Oiseautistique

Par Tsu
Je suis autiste.
Je suis oiseau.
La société essaye de dire que ce sont deux choses différentes. Souvent je me dit qu’elles ne font qu’un. Où commence et se termine la séparation entre les battements de bras autistes et ceux aviens? Entre les piaillements de joie d’oiseau et le babillage autistique?
Je n’en sais rien. Je n’ai pas envie de les différencier. Je suis oiseau et autiste. Je ne peux pas distinguer ces choses l’une de l’autre.
L’oiseau est mouvement. Je l’ai déjà dit dans de précédents textes sur ce qu’est “oiseau”. C’est le mouvement, le rythme, le vent dans les ailes, ce qui te balaie en te tirant plus avant dans le ciel, répétitif, un-deux, un-deux. vers le haut. vers le bas. La vitesse variable, quand le vent autour de soi change. Je n’ai pas le vent, je n’ai pas d’ailes, alors j’utilise la musique, je me balance sur ma chaise, j’utilise les mouvements de la voiture, j’utilise un mot ou une chanson en boucle dans ma tête. Parfois j’utilise tout cela en même temps, me balançant tandis que la voiture roule comme la musique résonne et mon coeur se gonfle entre mes côtes et que mes lèvres bougent au rythme de la chanson, et je la chante encore encore encore dans ma tête, un-deux, un-deux, là plus vite là plus lentement là descendant là montant, haut haut haut haut b a s.
Je ne peux pas voler, alors ceci est mon envol.
Le mouvement et le rythme, ces choses sont apaisantes, familières. On berce un enfant et la personne autiste se balance et bat des mains et l’oiseau s’élance dans le vent, tous ces mouvements similaires, ces rythmes similaires. C’est apaisant, familier, pour un oiseau de voler: je n’en doute pas. C’est apaisant de courir, de sentir la terre ferme sous ses pieds, tap tap, un, deux, ou d’écouter la course d’un cheval, les sabots sur la route, undeux, troisquatre, undeux, troisquatre. Si c’est apaisant à nos oreilles, si cheval ou un chien laissés seuls à eux-mêmes courront de joie par principe, alors je pense que voler doit être réconfortant pour les oiseaux.

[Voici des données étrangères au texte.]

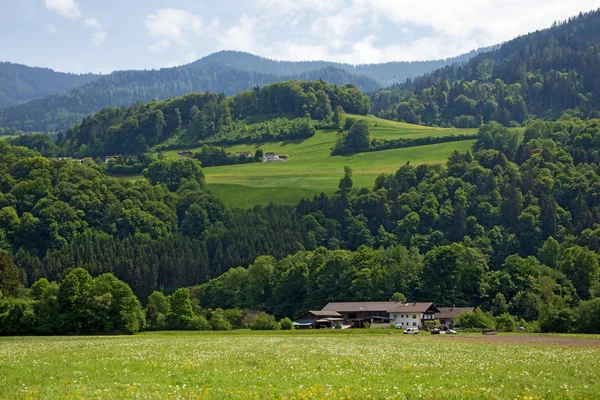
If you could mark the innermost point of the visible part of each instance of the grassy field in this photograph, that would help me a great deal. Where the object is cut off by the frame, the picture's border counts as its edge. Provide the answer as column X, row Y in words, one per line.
column 305, row 365
column 311, row 169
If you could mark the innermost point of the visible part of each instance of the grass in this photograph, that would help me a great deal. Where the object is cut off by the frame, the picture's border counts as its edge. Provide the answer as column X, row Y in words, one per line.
column 307, row 365
column 311, row 169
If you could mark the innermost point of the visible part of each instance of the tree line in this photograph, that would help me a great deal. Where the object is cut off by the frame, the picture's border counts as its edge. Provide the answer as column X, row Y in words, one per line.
column 355, row 137
column 200, row 117
column 512, row 224
column 60, row 111
column 540, row 75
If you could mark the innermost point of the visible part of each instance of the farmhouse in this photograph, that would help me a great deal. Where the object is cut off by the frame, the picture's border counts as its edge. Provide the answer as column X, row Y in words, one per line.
column 412, row 315
column 382, row 313
column 359, row 313
column 318, row 319
column 270, row 157
column 447, row 315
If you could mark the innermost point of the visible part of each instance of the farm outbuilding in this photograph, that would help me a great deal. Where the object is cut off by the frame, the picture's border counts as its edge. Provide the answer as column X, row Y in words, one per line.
column 318, row 319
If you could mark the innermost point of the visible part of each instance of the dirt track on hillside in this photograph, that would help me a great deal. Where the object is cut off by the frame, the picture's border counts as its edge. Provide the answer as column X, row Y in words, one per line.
column 527, row 340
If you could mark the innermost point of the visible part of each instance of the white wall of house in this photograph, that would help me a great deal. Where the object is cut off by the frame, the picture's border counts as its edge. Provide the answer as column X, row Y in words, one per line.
column 411, row 320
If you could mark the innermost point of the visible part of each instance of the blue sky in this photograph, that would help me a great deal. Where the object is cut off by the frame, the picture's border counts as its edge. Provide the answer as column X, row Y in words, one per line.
column 106, row 35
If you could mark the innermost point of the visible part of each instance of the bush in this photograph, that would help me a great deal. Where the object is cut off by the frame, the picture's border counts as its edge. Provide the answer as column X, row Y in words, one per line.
column 235, row 316
column 264, row 322
column 218, row 321
column 286, row 324
column 558, row 321
column 199, row 323
column 475, row 320
column 505, row 323
column 588, row 316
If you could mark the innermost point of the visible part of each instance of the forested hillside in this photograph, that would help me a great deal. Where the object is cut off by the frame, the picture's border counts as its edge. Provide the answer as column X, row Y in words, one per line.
column 512, row 227
column 61, row 111
column 384, row 73
column 209, row 116
column 20, row 83
column 543, row 75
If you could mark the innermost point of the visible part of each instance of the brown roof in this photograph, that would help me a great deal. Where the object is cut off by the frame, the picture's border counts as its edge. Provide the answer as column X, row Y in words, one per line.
column 325, row 313
column 452, row 312
column 413, row 307
column 364, row 306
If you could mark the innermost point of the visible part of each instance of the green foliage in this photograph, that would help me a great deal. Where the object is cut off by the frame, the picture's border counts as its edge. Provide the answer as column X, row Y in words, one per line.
column 264, row 322
column 180, row 314
column 359, row 135
column 219, row 322
column 477, row 319
column 398, row 297
column 175, row 173
column 587, row 316
column 79, row 305
column 39, row 142
column 505, row 322
column 10, row 280
column 544, row 74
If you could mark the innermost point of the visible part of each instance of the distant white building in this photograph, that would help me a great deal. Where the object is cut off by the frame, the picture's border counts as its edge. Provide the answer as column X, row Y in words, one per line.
column 412, row 315
column 270, row 157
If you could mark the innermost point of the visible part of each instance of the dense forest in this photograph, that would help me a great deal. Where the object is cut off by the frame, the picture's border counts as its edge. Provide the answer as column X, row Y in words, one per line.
column 540, row 75
column 225, row 72
column 510, row 227
column 20, row 83
column 60, row 111
column 288, row 109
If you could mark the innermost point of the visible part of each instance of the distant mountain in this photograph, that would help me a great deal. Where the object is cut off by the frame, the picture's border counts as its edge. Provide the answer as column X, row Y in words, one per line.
column 225, row 72
column 540, row 75
column 20, row 83
column 386, row 73
column 60, row 111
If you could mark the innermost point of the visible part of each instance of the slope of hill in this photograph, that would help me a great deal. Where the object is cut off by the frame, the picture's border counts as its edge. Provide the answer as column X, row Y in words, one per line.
column 385, row 73
column 542, row 74
column 311, row 169
column 60, row 111
column 20, row 83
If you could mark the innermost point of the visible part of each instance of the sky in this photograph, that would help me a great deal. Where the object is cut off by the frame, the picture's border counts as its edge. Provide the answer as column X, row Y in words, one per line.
column 101, row 36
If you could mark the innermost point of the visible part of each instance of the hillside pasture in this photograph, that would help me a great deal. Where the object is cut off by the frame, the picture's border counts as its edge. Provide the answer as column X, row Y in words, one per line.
column 353, row 364
column 311, row 169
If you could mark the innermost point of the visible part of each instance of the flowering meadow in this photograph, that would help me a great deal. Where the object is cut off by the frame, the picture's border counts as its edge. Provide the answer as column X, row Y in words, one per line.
column 304, row 365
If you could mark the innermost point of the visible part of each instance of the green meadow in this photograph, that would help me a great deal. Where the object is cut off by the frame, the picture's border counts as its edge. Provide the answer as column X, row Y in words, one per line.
column 357, row 364
column 311, row 169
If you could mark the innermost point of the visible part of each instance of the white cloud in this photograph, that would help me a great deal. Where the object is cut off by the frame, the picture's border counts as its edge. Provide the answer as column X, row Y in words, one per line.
column 98, row 38
column 479, row 23
column 66, row 8
column 92, row 23
column 170, row 26
column 242, row 36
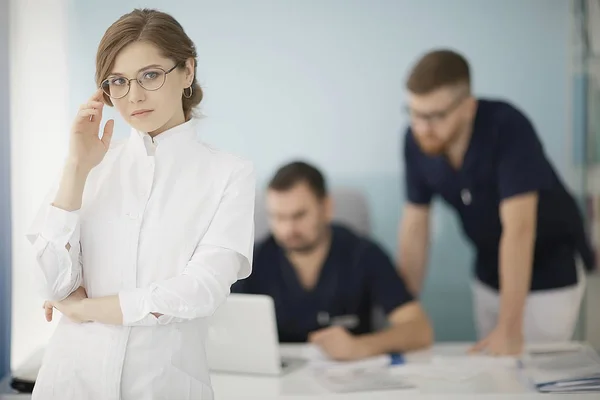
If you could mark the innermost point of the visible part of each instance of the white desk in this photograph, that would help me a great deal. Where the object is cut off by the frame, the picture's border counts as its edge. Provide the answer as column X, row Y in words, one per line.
column 491, row 384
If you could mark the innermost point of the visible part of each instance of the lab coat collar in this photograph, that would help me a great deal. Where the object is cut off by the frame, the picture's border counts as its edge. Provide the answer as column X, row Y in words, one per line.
column 182, row 133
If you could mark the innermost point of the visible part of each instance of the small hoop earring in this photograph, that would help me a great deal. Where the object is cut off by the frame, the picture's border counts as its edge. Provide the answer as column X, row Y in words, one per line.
column 191, row 92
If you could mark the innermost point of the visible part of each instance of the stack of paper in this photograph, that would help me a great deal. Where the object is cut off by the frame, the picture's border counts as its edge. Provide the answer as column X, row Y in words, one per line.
column 577, row 370
column 345, row 380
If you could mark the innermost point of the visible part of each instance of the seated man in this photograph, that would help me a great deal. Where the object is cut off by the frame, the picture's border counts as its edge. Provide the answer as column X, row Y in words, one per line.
column 326, row 280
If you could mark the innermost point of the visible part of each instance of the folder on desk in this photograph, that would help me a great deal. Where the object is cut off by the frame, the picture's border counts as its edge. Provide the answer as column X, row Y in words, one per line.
column 565, row 372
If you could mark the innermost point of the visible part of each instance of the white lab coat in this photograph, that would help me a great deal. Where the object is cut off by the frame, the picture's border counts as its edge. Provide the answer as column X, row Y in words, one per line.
column 168, row 225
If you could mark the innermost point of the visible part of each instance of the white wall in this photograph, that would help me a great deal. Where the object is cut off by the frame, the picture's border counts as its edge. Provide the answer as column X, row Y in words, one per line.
column 39, row 89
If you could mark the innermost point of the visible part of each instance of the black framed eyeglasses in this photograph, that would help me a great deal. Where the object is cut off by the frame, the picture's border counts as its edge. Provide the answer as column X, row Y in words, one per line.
column 117, row 87
column 437, row 116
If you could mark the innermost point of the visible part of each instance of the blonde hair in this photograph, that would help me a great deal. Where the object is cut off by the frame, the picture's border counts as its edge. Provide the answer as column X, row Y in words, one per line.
column 152, row 26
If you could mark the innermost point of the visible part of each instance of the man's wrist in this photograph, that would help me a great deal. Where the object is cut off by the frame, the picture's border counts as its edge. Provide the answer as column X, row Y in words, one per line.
column 365, row 346
column 511, row 322
column 82, row 310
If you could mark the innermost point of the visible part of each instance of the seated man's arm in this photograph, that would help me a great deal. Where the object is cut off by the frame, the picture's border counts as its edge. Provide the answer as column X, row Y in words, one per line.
column 409, row 327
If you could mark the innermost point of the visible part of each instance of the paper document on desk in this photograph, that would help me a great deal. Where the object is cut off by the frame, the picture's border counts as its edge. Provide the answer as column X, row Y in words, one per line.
column 360, row 379
column 317, row 359
column 565, row 372
column 369, row 374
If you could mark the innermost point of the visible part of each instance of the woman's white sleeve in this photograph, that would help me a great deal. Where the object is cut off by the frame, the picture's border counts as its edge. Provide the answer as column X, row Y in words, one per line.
column 223, row 256
column 54, row 235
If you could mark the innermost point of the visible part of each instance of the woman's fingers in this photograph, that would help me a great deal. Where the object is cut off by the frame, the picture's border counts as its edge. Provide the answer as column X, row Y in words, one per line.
column 97, row 96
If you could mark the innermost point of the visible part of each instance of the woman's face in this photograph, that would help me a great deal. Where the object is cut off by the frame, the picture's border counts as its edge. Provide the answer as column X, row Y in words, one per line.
column 149, row 109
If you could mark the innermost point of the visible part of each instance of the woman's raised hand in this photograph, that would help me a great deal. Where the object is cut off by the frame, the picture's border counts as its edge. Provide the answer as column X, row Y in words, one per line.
column 86, row 147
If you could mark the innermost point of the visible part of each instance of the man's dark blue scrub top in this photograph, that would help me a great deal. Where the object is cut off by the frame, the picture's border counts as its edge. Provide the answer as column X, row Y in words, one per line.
column 357, row 276
column 504, row 158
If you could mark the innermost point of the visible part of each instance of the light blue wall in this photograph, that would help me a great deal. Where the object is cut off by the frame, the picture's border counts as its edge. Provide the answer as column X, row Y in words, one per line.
column 323, row 80
column 5, row 218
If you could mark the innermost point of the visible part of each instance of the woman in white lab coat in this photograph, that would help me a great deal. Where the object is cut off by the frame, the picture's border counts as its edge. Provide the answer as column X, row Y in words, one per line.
column 142, row 238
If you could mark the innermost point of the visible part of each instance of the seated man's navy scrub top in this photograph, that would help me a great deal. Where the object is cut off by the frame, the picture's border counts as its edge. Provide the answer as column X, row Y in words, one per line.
column 357, row 277
column 504, row 158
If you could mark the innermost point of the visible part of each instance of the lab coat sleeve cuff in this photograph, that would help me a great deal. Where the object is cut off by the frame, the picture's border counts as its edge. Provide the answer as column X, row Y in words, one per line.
column 61, row 226
column 135, row 305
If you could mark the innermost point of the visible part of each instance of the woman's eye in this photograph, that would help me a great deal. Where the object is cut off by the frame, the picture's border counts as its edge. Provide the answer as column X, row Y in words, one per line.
column 117, row 81
column 150, row 75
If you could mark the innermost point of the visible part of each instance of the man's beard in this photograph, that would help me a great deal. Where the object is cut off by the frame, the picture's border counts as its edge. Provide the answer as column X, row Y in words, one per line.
column 307, row 247
column 437, row 147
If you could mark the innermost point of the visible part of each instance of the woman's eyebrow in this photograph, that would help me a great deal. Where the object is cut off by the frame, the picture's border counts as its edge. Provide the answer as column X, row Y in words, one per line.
column 141, row 69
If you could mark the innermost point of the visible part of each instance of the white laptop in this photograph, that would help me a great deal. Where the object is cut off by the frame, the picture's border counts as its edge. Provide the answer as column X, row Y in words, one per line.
column 242, row 337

Cela doit être la joie de se sentir chez soi, un mouvement familier, un coup d’aile vers le haut, vers le bas.
(On critique les personnes autistes qui se balancent ou de battent des bras. De vouloir ce mouvement familier. De vouloir voler. De chercher à sentir le rythme. De comprendre la joie dans le rythme, peut être plus que la plupart des humains, qui ne l’aiment que dans des situations très particulières. La musique. La danse. La poésie. Ecouter le reflux de l’océan sur la plage. Imagine si à chaque fois que tu bougeais, tu bougeais en une dance et ressentais le plaisir de la cadence. C’est la vie d’un animal, d’une personne autiste. Comme les animaux, nous dansons tout le temps, nous courrons, nous volons.
Et parfois, nous courrons, nous volons, parce que nous sommes des animaux. Parce que le besoin de courir et celui de voler et celui de danser est en nous, l’appel de nos ancêtres qui ne sont pas nos ancêtres qui sont nos ancêtres plus que la science ne peut le démontrer.)
Les humains ne font du bruit que lorsqu’on l’attend d’eux. N’est-ce pas étrange? Quand un humain fait un bruit soudain, c’est traité comme de la maladie mentale. A moins que ça soit une chanson ou un fredonnement, et encore, ce n’est autorisé que dans certains endroits. Tu ne peux pas chanter si tu fais la queue à la banque. Mais les oiseaux chantent constamment. Les oiseaux chantent pour trouver un compagnon, ils chantent pour dire “il y a à manger ici”, ils chantent pour dire “je suis là”. Et parfois, on dirait qu’ils chantent juste parce qu’ils en ont envie. Ils chantent parce que chanter fait du bien, comme un chien aboie lorsqu’il s’ennuie, comme un chat se promène dans la maison en miaulant parce qu’il a mangé de l’herbe à chat et qu’il a envie de faire du bruit. Il n’y a pas toujours de raison. C’est bien de faire du bruit. Les oiseaux le savent. Les personnes autistes le savent. On peut faire du bruit.
Je produis du son pour le plaisir. Je cours parce que le rythme me réconforte. J’imagine le vent sous moi, me poussant plus avant. J’imagine mes ailes battre lourdement tandis que j’agite les bras.
Je suis autiste.
Je suis oiseau.
Ces choses ne sont pas très éloignées l’une de l’autre.